In processing the bitumen, Shell uses about 85% recycled water and does not release any process-affected water directly back to the environment.

In 2009, Shell used about 89 million cu m of water of which 17% was fresh water. Shell has permits to withdraw about 0.6% or 118.6 million cu m from the Athabasca River's mean annual flow. Its current freshwater use is about a quarter of that amount.

Shell notes that as the industry increases bitumen production to 2.5 million b/d from the current 1.2 million b/d, it expects water withdrawals from the Athabasca to be 2.5% of the river's mean annual flow. It adds that the industry on average uses 2-3 bbl of fresh water for every barrel of bitumen produced.

Froth treatment

Shell uses a different type of froth treatment at the Muskeg River mine than other operators in Alberta. Those operations use a naphtha-based solvent that relies on diluting froth so that some solids are separated out through gravity separation and centrifugation, but enough solids remain so that the bitumen cannot be piped long distances, Birkholz said. He added that this is one reason that in these older operations the upgraders have been built on site and require cokers.

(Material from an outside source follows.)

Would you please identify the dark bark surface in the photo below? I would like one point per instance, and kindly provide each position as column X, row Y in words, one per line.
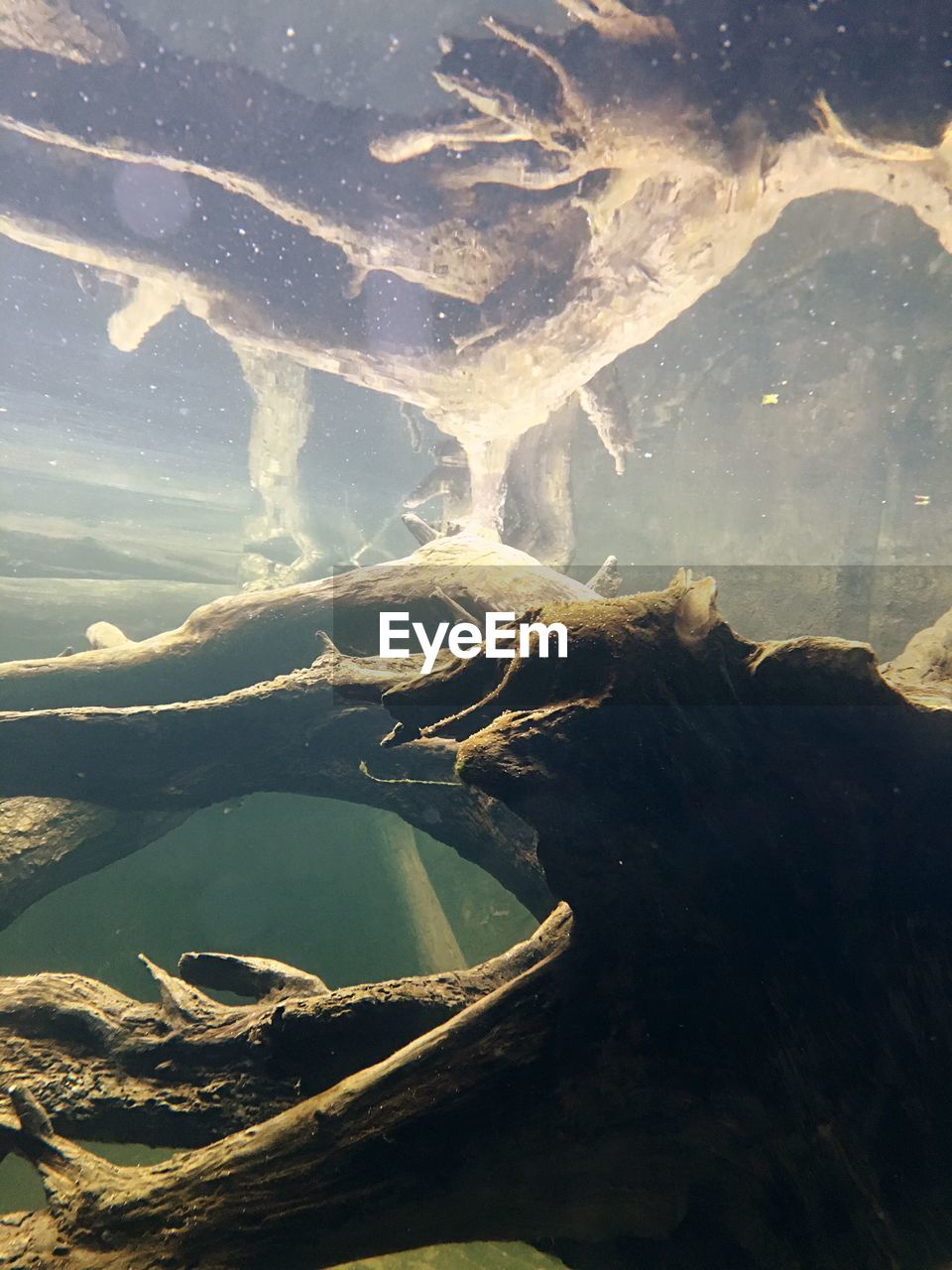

He said Shell was first commercially to use a paraffinic froth treatment process that was development jointly with the Canadian federal government at its CANMET Western Research center at Devon, south of Edmonton. Shell also field tested the process at its lease in a pilot plant.

In the process, a mixture of pentane and heptane cleans the bitumen. Birkholz explained that this is a single-step process of contacting the solvent with the bitumen to produce clean and dry bitumen with extremely low chlorides, solids, and water content. He added that this bitumen still requires a diluent for being piped long distances such as the 493 km to the Scotford upgrader. The process also rejects some of the asphaltenes but much less than a coking operation, he said.

The froth treatment at Muskeg River is a three-stage step with three vessels in which the solvent goes in a countercurrent fashion but most of separation takes place in the first stage vessel. The other two stages assist in improving bitument recovery.

The process recovers and recycles much of the solvent, although some is left in the bitumen as the diluent for transporting the bitumen in a pipeline.

The Scotford upgrader removes the solvent left in the bitumen and returns it to the Muskeg line in a separate pipeline.

Tailings streams off froth settlers are very fine asphaltene particles, fine clays, and fine sand in a water slurry that goes to a distillation operation for recovering residual solvent both for economic and environmental reasons, Birkholz said. The operations try to recover as much solvent as possible and recycle it back to the process, he added.

After removal of the solvent, the water slurry contains fines, rejected asphaltenes, and water.

Yecheng Long, froth treatment technology lead for Shell Canada Energy, noted that the naphtha-based froth treatment process resulted in very small 4-µm particles that require additional mechanical energy from a centrifuge to remove, whereas the paraffinic froth treatment aggregates the particles into 100-µm particles so that their removal is much easier.

Upgrader

When the bitumen arrives at the Scotford upgrader, the first process removes the diluent and sends it back to the Muskeg River mine in a separate pipeline.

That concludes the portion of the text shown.